Mind the Secret Bunker - pepys
https://www.laphamsquarterly.org/roundtable/mind-secret-bunker
======
richardfeynman
I've found a bunch of secretish bunkers and tunnels in San Francisco. They're
all over the place starting at ocean beach and going towards GG Bridge.

------
zoenolan
London Transport Museum do tours of Down Street and a few of the other disused
stations.
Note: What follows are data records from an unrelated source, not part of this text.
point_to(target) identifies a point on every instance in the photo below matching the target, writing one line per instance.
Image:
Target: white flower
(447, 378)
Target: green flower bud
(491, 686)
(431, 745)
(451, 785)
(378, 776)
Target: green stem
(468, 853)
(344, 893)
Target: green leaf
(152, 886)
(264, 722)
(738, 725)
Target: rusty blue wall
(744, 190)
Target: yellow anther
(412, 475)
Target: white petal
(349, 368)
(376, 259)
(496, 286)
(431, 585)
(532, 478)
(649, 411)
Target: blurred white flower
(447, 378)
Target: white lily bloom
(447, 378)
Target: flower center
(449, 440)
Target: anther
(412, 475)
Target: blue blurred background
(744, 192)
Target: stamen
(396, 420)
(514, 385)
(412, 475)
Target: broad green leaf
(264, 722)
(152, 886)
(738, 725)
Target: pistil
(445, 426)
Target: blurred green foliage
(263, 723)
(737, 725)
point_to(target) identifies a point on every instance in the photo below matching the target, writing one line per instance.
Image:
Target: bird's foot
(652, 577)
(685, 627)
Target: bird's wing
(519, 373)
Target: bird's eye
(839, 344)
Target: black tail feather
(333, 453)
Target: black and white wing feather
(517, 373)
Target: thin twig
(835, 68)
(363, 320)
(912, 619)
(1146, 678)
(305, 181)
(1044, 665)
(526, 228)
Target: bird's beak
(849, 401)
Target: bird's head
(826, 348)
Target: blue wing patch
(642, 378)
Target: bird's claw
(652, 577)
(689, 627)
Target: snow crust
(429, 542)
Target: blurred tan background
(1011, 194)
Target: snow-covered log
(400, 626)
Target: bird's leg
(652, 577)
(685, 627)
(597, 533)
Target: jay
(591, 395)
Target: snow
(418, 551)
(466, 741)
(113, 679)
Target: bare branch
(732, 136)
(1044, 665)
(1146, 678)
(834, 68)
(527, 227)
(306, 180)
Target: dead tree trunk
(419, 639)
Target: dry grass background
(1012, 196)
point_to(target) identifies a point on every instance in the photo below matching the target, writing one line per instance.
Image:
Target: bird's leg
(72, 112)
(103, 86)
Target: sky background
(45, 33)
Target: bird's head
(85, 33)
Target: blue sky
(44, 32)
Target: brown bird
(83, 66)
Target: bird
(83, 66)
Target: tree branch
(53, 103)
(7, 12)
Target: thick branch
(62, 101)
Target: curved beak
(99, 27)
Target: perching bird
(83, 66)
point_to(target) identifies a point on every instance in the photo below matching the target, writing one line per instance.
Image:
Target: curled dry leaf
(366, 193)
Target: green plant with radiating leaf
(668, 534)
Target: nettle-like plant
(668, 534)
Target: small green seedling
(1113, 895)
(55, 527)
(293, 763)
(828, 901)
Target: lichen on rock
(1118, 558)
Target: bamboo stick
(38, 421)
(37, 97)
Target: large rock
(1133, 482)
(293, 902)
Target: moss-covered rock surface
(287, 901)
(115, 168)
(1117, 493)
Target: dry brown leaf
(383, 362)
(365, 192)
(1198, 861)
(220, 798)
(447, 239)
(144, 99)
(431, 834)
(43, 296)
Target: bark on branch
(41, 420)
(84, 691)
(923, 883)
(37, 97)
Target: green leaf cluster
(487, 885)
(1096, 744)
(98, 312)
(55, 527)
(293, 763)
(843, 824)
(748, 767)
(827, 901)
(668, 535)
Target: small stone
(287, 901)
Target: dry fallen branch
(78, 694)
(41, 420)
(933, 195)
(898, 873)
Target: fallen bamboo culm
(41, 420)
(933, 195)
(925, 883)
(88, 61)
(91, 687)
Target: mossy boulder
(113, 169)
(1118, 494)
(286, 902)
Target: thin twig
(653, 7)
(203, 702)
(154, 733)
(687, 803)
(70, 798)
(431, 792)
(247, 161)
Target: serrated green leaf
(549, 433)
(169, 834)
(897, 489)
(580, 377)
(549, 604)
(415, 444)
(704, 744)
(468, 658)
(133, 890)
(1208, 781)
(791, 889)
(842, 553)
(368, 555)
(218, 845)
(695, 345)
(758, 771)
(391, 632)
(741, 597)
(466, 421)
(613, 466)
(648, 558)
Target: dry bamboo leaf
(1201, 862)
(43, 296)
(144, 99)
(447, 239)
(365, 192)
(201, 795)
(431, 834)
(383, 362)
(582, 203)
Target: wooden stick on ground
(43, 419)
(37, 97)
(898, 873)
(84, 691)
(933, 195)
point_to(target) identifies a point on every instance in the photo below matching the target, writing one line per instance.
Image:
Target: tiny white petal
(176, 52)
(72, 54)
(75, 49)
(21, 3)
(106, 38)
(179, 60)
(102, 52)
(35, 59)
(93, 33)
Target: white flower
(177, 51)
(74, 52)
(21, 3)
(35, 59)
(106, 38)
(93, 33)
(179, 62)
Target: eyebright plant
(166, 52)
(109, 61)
Weill worth a visit is you can

[https://www.ltmuseum.co.uk/whats-on/hidden-london/down-
stree...](https://www.ltmuseum.co.uk/whats-on/hidden-london/down-street)

Another interesting station is Chancery Lane and the kingsway exchange

[https://www.subbrit.org.uk/sites/kingsway-telephone-
exchange...](https://www.subbrit.org.uk/sites/kingsway-telephone-exchange/)

Other closed stations

[http://www.abandonedstations.org.uk/](http://www.abandonedstations.org.uk/)

------
PostOnce
this reminds me of a story from Jason Scott's podcast about a hidden garage
for high end motorcycles that appears outwardly to be a residential apartment,
where he muses about how many other interesting things must be hidden in our
cities

[https://m.youtube.com/watch?v=g3TOirIFh4s](https://m.youtube.com/watch?v=g3TOirIFh4s)

------
osullivj
Didn't know that the Cabinet War Rooms only came into operation after the
Blitz; I'd always assumed all those underground scenes we see in war movies
like the recent Gary Oldman Churchill movie were set in the War Rooms.